Beyond economic, geopolitical and defence platforms, these diplomatic and friendshoring efforts are also critical in forming joint networks to address universal threats such as climate change, food security, supply chain resilience and digital threats.
This is even more critical amidst ongoing global power struggles, political uncertainty and traditional and non-traditional threats undermining supply chains, food security, energy security and regional stability.
To position Malaysia on the global stage and ensure the nation remains secure in terms of stability and safety, formulating successful action plans or goals without risks is challenging.
All this requires wisdom, past legacy experience, and the capacity and capability of top leadership to navigate new pathways and face challenges in a new era, guided by the principle that there are no permanent friends or enemies in international relations, only permanent interests.
Building Trust and Confidence
High-level trust and confidence between the country’s top leaders and non-state actors are essential to ensure smooth policy and strategy implementation. Without direct friendships and esprit de corps at the individual level, relationships will revolve solely around formal and Track I boundaries. This affects the scope, intensity, and sustainability of multilateral cooperation, especially in diverse sectors.
Close ties between leaders also serve as critical reliance factors to address arising concerns, internal issues and potential conflicts early. This allows leaders to manage and prevent these challenges and issues from escalating and threatening bilateral relations.
This role is best carried out by top leaders, highlighting the importance of Prime Minister Anwar's close personal relationships with his counterparts. Trust and reliance based on these relationships are key factors in shaping other actors’ policies toward Malaysia.
Under Prime Minister Anwar, Malaysia is actively positioning ASEAN as a new economic and geopolitical force capable of revitalising global economic growth while serving as a stabiliser for regional and global security dynamics.

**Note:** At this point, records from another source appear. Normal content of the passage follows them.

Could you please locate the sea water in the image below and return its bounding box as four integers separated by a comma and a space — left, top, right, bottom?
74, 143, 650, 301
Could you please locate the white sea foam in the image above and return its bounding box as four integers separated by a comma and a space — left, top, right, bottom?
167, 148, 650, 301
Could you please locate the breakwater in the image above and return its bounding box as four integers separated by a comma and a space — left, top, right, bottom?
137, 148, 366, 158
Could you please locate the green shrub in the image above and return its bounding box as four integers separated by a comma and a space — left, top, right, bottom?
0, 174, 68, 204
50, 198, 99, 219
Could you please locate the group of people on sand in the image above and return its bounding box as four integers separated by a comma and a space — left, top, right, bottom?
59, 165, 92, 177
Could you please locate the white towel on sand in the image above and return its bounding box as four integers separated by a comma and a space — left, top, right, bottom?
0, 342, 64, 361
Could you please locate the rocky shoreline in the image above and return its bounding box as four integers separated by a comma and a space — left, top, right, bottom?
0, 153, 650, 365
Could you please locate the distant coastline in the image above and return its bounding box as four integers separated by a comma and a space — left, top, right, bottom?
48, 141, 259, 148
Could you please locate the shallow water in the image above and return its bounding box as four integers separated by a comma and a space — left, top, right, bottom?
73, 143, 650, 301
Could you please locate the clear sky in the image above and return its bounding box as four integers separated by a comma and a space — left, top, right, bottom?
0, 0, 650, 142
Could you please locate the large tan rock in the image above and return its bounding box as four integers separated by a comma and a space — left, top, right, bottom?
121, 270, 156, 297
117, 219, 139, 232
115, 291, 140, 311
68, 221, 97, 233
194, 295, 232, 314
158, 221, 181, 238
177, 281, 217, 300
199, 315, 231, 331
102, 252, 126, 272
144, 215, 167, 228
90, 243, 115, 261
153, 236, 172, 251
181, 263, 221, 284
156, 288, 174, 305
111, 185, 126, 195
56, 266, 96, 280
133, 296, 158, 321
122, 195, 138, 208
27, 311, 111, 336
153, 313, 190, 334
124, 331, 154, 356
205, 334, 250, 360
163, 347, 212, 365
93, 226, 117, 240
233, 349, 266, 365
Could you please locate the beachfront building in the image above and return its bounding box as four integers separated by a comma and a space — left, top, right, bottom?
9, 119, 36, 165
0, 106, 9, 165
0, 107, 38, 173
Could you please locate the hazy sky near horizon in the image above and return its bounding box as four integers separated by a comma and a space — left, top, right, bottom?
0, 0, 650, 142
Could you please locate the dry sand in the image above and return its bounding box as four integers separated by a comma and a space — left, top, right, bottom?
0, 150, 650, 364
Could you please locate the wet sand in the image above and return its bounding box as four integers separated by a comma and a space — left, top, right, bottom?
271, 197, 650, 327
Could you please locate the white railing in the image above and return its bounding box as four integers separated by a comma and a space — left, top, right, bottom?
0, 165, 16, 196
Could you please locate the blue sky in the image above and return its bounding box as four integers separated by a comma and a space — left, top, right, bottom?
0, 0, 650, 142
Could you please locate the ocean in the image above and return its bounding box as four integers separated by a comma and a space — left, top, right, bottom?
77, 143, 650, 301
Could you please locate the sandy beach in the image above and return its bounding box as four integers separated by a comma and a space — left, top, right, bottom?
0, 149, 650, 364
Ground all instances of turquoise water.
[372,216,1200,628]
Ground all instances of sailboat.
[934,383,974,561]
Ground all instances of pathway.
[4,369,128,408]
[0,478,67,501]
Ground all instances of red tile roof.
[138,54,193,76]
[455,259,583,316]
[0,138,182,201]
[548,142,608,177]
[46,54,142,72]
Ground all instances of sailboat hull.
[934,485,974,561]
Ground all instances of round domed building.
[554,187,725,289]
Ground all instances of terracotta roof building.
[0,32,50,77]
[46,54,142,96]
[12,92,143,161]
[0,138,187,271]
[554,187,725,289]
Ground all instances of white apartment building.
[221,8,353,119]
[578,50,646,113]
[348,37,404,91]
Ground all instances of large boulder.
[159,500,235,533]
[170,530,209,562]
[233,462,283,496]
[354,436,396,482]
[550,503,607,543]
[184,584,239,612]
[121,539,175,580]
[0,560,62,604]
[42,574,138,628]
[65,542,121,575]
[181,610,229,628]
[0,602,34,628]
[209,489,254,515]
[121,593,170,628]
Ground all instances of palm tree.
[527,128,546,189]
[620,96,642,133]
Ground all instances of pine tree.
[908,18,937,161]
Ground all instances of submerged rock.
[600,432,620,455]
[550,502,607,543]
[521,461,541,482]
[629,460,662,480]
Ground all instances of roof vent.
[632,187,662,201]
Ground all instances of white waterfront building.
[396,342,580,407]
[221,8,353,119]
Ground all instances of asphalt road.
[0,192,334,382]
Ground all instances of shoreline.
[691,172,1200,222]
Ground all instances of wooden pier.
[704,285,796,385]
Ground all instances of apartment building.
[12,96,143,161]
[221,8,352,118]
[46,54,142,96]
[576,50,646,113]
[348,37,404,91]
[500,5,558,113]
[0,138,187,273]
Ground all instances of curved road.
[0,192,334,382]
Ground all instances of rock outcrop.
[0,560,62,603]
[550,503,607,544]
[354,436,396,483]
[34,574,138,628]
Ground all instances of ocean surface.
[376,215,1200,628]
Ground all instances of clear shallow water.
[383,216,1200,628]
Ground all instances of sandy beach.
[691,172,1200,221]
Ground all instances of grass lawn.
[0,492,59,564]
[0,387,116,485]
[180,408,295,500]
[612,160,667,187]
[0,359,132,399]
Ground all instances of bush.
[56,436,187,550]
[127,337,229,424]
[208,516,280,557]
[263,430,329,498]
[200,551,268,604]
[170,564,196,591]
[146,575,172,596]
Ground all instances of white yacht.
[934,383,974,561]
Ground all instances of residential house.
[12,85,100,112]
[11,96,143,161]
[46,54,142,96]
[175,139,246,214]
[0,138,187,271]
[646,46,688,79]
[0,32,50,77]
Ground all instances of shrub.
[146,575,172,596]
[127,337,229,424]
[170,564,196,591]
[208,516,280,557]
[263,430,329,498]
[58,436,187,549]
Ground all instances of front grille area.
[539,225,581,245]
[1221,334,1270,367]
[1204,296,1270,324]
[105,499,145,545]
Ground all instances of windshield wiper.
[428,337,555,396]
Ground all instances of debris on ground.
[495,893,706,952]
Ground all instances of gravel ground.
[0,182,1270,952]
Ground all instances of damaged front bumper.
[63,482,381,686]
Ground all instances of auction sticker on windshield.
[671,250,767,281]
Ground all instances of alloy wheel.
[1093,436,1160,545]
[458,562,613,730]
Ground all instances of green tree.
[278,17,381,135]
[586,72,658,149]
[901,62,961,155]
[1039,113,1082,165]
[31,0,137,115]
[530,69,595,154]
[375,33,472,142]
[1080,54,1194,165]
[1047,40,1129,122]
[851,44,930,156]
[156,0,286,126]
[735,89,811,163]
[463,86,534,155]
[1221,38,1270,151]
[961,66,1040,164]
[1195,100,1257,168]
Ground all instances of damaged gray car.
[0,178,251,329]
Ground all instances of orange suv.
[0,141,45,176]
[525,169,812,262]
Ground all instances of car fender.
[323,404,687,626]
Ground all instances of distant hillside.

However, internal constraints within ASEAN persist, including intense competition among member states, limited intra-regional trade, and policy divisions in responding to external geopolitical dynamics.
Malaysia is working to improve ASEAN’s collective composition, ensuring the region’s overall economic strength becomes a major attraction, especially in critical new sectors where each member state plays a role. This reduces internal competition and uses shared strengths strategically.
As ASEAN Chair, Malaysia must uphold universal values that have long guaranteed global stability and peace, rooted in international norms and laws. These values emphasise peace, freedom, inclusive development, ethics, universal moral values and human rights, advancing sustainable development for all demographics.
Malaysia’s leadership in ASEAN reflects its ‘MADANI’ concept, promoting balanced and future-focused civilisational progress. Diplomatic friendshoring is critical to building trust and confidence, ensuring security cooperation based on shared understanding and threats.
Early economic interventions and strategies to expand ASEAN’s relevance and role with organisations like GCC, BRICS, Global South, EU, OIC, WTO and WEF are fallback measures to ensure broader networks for fostering universal values, peace norms, and sustainable economic and humanitarian development.
-- BERNAMA
Collins Chong Yew Keat is Foreign Affairs, Strategy and Security Analyst with Universiti Malaya.